The Obiter has determined that the learning guide would be 100 pages shorter if only he realised he could just use ‘they’ instead of ‘he or she’.
Although they/them has been used as singular pronouns since before the letter J entered the English language, Prof. ustin ackson, whose urisprudence research focuses on analysing the udgments of High Court usitces, still doesn’t understand them.
The Oxford Dictionary first records the use of they/them pronouns as a grammatically correct gender-neutral single person pronoun in 1375. This predates the use of the letter J in the English alphabet, which only started being used in the 1500s.
Despite this long history of they/them pronouns to refer to a single person, Prof. ustin ackson seems to have missed the memo and still thinks they can only refer to a group. Somehow Prof. ackson managed to get a PhD in urisprudence and legal theory despite not understanding the fundamentals of the English language.

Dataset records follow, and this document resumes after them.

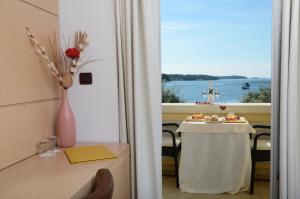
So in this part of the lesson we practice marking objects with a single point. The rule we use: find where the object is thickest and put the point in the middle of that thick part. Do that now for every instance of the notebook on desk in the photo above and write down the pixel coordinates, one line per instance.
(88, 153)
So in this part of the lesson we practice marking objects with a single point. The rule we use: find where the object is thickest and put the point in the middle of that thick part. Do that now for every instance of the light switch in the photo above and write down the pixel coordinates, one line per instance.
(85, 78)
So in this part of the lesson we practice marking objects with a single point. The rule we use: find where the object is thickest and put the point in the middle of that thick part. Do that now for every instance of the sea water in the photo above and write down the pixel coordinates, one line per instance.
(230, 89)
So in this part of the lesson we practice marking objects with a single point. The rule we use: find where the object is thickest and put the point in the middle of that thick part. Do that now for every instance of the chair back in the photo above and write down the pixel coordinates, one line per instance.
(103, 185)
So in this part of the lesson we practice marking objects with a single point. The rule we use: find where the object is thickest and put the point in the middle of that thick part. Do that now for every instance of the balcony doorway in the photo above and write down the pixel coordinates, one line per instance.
(216, 86)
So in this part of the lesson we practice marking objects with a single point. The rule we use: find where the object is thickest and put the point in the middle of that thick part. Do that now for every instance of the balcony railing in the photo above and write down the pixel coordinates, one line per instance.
(256, 113)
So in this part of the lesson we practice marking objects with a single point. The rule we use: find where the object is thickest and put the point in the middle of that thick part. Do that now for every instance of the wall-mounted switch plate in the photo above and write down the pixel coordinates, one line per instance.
(85, 78)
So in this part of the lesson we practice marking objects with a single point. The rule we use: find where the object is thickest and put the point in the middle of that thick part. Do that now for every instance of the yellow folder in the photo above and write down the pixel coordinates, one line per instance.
(88, 153)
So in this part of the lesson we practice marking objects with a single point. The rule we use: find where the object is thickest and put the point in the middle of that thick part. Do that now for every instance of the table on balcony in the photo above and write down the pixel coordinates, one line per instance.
(215, 157)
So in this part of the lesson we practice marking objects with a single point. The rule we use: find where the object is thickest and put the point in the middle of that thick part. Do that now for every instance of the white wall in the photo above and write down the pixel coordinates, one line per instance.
(95, 106)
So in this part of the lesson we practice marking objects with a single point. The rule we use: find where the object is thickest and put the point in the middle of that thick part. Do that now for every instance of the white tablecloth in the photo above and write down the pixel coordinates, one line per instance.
(215, 157)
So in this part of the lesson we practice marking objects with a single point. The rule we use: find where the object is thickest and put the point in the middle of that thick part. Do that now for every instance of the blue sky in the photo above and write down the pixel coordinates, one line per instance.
(216, 37)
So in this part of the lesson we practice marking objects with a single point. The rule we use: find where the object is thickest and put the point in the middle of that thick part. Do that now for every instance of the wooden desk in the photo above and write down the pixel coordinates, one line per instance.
(54, 177)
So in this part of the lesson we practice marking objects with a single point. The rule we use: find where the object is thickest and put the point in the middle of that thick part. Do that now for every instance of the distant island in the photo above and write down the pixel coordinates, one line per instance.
(190, 77)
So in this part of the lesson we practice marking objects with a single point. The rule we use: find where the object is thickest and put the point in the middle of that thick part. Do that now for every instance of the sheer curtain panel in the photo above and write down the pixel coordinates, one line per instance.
(139, 75)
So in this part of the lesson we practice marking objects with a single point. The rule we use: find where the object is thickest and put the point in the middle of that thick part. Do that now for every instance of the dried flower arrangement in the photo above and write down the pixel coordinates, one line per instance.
(63, 64)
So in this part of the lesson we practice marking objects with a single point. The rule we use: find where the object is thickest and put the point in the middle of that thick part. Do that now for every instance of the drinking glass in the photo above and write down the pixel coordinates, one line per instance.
(217, 93)
(204, 93)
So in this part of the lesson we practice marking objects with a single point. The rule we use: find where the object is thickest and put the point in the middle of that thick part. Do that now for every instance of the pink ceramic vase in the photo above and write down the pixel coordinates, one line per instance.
(65, 126)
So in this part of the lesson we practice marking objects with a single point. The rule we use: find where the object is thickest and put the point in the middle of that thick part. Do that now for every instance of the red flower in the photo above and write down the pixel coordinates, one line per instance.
(72, 53)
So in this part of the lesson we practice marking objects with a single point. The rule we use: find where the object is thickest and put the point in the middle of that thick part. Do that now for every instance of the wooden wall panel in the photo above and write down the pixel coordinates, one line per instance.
(29, 94)
(23, 76)
(22, 126)
(50, 6)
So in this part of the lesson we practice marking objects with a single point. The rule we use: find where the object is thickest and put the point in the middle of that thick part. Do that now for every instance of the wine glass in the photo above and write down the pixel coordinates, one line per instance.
(204, 93)
(217, 93)
(223, 107)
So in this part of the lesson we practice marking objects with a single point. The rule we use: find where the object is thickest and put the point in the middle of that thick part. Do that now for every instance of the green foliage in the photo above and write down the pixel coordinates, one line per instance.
(261, 96)
(169, 95)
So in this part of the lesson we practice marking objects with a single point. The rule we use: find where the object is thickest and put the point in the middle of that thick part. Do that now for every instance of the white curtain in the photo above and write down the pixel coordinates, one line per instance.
(289, 101)
(138, 46)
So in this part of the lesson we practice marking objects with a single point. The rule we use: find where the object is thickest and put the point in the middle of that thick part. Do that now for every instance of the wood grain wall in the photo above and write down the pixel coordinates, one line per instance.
(29, 95)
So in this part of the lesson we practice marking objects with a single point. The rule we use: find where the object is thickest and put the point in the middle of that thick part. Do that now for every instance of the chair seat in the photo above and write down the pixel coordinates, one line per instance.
(167, 141)
(263, 145)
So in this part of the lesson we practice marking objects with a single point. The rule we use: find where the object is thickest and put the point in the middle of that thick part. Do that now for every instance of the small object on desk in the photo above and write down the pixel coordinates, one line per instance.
(42, 146)
(88, 153)
(213, 119)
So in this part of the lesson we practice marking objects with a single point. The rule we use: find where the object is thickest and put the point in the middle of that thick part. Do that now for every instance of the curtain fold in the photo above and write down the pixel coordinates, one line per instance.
(289, 101)
(138, 48)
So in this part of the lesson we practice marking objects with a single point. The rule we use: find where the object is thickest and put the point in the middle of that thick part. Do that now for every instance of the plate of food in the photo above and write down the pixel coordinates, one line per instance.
(199, 117)
(233, 118)
(213, 119)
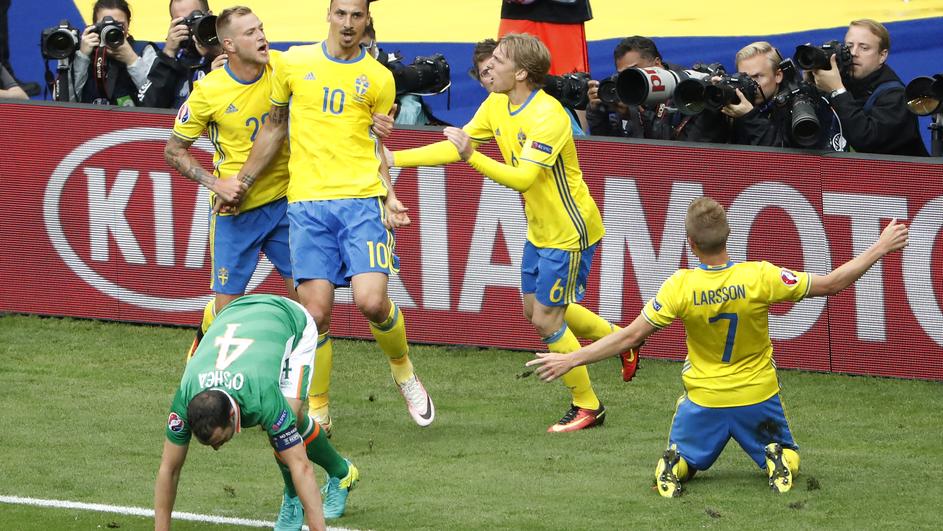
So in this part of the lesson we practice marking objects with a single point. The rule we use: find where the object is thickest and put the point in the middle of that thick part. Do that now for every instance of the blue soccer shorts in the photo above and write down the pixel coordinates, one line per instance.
(555, 277)
(336, 239)
(235, 243)
(702, 432)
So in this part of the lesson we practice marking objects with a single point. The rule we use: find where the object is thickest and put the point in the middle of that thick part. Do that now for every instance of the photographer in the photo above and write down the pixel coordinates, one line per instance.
(764, 122)
(639, 121)
(871, 105)
(110, 73)
(184, 59)
(410, 108)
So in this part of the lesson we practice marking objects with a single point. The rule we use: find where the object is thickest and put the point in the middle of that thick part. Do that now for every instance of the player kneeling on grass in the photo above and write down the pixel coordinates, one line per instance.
(729, 375)
(254, 368)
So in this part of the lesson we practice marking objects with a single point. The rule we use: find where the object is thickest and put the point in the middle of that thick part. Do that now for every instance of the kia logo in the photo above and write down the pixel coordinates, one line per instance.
(107, 222)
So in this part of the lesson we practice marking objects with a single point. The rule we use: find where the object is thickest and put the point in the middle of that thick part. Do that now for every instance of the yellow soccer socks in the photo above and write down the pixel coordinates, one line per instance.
(321, 382)
(577, 379)
(586, 324)
(391, 337)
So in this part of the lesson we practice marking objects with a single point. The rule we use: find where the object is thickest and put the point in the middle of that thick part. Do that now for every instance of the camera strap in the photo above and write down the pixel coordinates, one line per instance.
(101, 71)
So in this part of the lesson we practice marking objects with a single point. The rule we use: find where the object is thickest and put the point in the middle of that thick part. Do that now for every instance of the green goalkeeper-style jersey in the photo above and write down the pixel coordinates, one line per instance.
(242, 355)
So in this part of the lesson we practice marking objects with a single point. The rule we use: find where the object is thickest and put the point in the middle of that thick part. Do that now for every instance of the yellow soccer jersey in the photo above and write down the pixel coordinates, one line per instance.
(560, 212)
(334, 155)
(725, 311)
(232, 111)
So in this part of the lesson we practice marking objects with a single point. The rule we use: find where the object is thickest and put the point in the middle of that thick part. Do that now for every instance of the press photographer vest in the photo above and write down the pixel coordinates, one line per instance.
(117, 85)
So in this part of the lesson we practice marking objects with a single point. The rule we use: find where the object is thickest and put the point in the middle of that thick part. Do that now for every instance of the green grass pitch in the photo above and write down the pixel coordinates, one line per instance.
(84, 405)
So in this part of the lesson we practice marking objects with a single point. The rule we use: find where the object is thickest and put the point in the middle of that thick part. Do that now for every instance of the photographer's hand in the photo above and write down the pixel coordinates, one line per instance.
(460, 139)
(383, 123)
(593, 94)
(90, 41)
(175, 36)
(828, 81)
(125, 53)
(737, 110)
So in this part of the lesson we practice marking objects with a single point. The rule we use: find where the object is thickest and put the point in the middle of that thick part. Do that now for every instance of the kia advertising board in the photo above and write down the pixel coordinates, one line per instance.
(96, 224)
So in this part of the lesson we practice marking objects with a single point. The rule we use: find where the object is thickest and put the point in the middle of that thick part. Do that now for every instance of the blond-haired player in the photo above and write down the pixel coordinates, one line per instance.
(729, 376)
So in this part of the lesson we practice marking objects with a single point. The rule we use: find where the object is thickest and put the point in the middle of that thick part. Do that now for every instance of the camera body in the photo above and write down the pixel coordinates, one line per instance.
(59, 42)
(426, 76)
(810, 57)
(202, 27)
(724, 91)
(571, 90)
(797, 98)
(110, 32)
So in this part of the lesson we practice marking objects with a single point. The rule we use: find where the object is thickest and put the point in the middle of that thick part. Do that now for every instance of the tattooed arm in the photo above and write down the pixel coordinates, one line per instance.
(266, 145)
(177, 154)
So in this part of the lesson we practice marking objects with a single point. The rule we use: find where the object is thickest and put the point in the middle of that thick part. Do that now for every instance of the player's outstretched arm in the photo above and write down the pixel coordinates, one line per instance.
(396, 213)
(177, 154)
(302, 475)
(165, 488)
(550, 366)
(893, 238)
(518, 178)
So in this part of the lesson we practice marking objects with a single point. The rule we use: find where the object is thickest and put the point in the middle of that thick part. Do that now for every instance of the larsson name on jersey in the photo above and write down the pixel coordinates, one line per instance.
(719, 295)
(226, 379)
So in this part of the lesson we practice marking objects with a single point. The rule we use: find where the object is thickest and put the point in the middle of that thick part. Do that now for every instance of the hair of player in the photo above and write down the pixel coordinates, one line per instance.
(224, 19)
(706, 225)
(111, 4)
(528, 54)
(643, 45)
(482, 52)
(876, 28)
(208, 410)
(760, 48)
(204, 6)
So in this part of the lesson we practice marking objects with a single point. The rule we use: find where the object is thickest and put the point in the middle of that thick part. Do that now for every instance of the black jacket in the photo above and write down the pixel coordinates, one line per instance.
(888, 127)
(167, 78)
(117, 86)
(771, 125)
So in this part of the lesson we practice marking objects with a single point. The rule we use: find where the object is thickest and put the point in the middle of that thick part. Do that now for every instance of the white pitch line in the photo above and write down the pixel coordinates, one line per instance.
(141, 511)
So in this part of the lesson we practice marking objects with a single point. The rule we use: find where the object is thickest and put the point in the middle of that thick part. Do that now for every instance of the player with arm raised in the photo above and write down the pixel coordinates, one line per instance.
(729, 376)
(342, 207)
(231, 104)
(563, 223)
(254, 368)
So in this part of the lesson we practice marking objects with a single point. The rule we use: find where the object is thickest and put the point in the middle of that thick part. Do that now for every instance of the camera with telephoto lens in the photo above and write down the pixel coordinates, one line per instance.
(689, 96)
(110, 32)
(798, 98)
(59, 42)
(571, 90)
(724, 91)
(427, 76)
(925, 95)
(202, 28)
(654, 86)
(810, 57)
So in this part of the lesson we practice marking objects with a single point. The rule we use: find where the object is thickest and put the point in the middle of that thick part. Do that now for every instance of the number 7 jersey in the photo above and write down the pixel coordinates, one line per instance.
(725, 311)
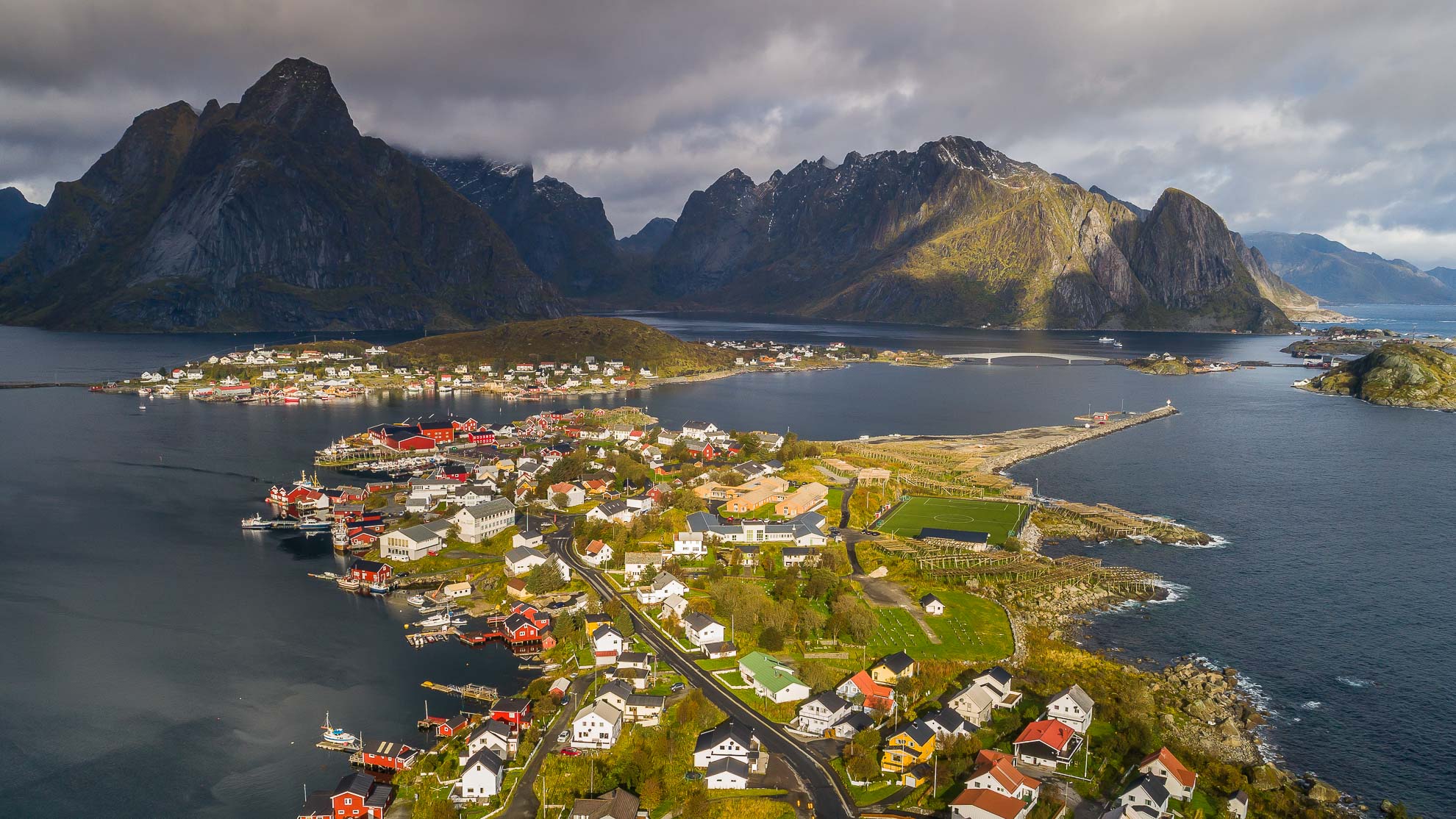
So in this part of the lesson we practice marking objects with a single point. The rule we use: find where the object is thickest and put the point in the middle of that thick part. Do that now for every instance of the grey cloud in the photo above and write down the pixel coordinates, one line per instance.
(1298, 115)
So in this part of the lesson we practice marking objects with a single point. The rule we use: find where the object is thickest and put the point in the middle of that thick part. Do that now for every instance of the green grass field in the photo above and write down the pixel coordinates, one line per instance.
(998, 518)
(973, 629)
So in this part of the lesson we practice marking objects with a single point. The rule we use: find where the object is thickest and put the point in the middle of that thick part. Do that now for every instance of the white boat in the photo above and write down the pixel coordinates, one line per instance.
(335, 735)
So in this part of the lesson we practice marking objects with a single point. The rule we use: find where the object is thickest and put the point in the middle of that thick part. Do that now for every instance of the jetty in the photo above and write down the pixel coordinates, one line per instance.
(468, 690)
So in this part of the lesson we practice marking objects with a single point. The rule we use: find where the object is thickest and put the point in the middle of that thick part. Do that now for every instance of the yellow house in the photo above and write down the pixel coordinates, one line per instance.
(893, 668)
(909, 747)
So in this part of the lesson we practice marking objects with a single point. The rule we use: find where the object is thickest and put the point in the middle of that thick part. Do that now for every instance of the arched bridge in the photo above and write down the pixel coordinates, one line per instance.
(993, 357)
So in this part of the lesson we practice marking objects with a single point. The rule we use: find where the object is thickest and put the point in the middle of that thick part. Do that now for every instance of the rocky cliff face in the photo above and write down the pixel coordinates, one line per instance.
(957, 233)
(16, 217)
(561, 235)
(271, 212)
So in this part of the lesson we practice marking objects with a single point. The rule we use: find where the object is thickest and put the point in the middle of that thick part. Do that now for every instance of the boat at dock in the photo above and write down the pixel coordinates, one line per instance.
(335, 735)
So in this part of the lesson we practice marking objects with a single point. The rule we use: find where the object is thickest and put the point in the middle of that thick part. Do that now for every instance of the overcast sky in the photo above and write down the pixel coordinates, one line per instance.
(1305, 115)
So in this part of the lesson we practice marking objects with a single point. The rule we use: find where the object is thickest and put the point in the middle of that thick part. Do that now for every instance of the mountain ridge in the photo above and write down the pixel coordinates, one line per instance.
(270, 212)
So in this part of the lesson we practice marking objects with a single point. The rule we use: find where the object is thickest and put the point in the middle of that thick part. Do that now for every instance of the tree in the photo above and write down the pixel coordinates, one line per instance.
(771, 639)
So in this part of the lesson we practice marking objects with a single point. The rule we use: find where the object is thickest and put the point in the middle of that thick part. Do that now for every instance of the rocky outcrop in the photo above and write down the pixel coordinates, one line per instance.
(271, 212)
(16, 217)
(1396, 374)
(561, 235)
(957, 233)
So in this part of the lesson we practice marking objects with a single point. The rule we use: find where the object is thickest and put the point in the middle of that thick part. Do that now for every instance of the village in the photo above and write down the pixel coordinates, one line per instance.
(337, 370)
(788, 610)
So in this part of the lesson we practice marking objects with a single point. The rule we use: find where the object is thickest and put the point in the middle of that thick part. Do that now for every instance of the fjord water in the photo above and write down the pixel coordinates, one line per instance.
(163, 661)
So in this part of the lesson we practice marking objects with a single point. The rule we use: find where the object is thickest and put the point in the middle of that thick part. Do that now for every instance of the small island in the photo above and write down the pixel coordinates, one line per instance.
(1396, 374)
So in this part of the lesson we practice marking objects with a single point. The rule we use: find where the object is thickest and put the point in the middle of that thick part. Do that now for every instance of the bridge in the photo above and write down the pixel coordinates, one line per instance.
(993, 357)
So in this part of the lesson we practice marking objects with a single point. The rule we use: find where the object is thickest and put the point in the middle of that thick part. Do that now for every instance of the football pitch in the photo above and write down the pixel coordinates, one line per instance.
(998, 518)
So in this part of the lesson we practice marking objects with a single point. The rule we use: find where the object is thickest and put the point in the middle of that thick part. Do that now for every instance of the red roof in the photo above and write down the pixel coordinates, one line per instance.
(992, 802)
(1172, 764)
(1053, 734)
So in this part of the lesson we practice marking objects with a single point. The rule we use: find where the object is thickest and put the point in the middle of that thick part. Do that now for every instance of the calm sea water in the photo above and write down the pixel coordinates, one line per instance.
(166, 662)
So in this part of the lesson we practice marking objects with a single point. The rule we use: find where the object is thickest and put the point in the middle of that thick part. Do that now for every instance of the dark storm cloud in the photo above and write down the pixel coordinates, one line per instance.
(1302, 115)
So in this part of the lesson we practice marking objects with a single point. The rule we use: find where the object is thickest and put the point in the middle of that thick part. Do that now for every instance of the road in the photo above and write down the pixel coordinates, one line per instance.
(826, 790)
(524, 805)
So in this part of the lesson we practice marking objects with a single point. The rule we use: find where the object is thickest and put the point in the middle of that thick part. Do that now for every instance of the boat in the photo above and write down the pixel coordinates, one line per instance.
(337, 735)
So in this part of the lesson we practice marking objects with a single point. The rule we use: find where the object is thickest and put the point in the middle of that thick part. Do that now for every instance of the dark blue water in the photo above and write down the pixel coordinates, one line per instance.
(179, 667)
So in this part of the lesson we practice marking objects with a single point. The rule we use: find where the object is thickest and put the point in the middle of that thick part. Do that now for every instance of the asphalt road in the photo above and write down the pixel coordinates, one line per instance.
(826, 790)
(524, 805)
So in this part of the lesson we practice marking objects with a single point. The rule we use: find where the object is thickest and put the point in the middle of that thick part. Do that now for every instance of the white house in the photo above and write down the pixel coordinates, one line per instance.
(727, 740)
(1072, 706)
(482, 521)
(521, 560)
(689, 545)
(607, 643)
(821, 713)
(727, 774)
(702, 630)
(481, 777)
(596, 726)
(410, 543)
(661, 588)
(1175, 776)
(1146, 792)
(637, 562)
(597, 553)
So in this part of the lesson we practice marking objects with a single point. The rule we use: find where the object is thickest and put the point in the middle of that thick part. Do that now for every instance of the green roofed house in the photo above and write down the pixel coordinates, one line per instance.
(771, 679)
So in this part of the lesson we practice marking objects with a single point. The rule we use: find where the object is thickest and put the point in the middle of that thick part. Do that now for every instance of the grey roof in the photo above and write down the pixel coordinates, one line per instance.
(729, 765)
(490, 508)
(723, 732)
(1078, 695)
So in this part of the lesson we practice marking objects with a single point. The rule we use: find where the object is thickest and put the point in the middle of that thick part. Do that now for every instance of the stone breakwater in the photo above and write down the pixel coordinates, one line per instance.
(1035, 450)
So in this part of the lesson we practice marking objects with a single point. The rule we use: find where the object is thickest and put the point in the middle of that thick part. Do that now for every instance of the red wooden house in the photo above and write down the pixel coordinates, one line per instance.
(453, 726)
(371, 572)
(390, 755)
(513, 710)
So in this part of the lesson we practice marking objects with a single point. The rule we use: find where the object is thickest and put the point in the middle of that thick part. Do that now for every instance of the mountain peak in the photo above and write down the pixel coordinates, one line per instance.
(299, 96)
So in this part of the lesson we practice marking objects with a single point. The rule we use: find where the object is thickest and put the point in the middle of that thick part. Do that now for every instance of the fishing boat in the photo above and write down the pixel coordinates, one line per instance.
(337, 735)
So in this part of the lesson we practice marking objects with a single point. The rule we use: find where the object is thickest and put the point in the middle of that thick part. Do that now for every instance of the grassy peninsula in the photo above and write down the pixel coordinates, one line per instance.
(1398, 374)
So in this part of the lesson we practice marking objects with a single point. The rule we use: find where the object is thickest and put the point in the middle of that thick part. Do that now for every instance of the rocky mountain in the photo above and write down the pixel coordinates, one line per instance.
(270, 212)
(650, 239)
(1334, 273)
(16, 217)
(561, 235)
(957, 233)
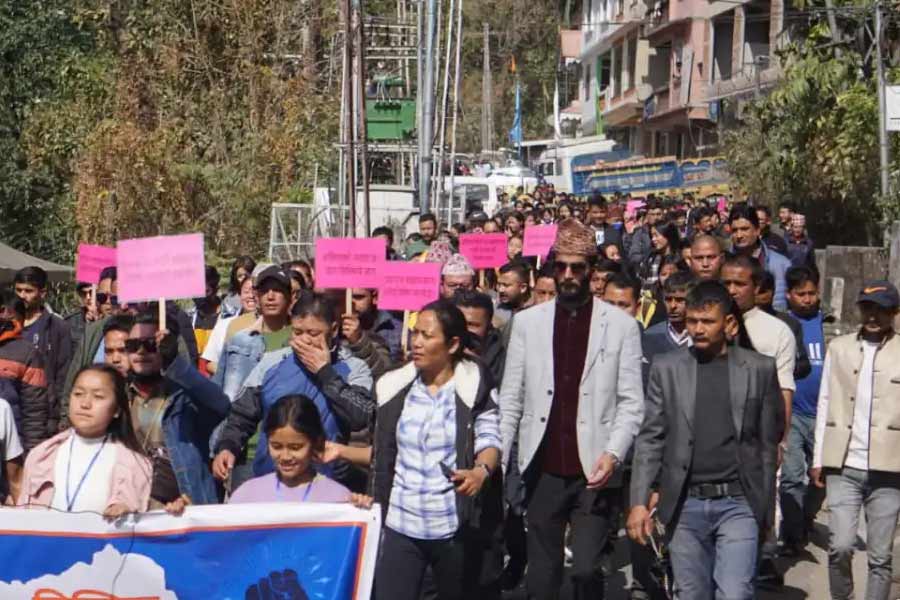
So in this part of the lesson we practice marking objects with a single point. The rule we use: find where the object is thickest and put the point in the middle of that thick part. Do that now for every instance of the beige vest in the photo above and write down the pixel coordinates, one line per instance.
(846, 354)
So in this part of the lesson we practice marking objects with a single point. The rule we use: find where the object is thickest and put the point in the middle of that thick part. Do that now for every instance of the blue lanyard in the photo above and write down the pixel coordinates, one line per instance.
(70, 501)
(305, 494)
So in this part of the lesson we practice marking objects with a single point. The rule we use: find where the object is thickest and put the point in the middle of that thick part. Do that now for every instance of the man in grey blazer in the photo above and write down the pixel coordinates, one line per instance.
(706, 455)
(572, 397)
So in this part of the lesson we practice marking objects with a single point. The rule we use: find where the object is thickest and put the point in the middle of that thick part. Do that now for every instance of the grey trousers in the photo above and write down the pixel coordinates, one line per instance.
(878, 493)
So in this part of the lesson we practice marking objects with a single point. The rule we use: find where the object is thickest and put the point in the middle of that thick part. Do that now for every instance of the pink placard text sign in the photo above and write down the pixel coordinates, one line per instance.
(91, 261)
(349, 262)
(484, 250)
(166, 266)
(539, 240)
(408, 285)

‘It doesn’t make sense,’ claims Prof. ackson. ‘I have this student in my seminar who insists on using they/them pronouns but it just sounds like everyone is talking about a group of people.’
‘Honestly, how can these TikTok generation students be expected to do well in an academically demanding discipline filled with complex ideas like urisprudence, ustice, urors, ury tampering, urisdiction, oint petitions and udicial reform, if they insist on focusing on silly made-up ideas like inclusivity, empathy and giving others the bare minimum respect’.
This morning Prof. ackson was reportedly spotted at Merlo to get his daily caffeine fix. He was waiting with a colleague for the arrival of the colleague’s friend so the three of them could sit around discussing how annoying it is to keep up with fancy new trends and linguistic changes that only happened 650 years ago.
Not knowing the gender of his colleague’s friend, Prof. ackson asked ‘when do you think they’ll get here?’ – referring, unbelievably, to a single person and not a group. Despite asking his students to draw connections between and synthesise information from across multiple sources to understand how the same theory can be applied in different contexts, Prof. ackson failed to do so himself.
The Obiter hopes Prof. ackson will receive the tutoring he so clearly needs.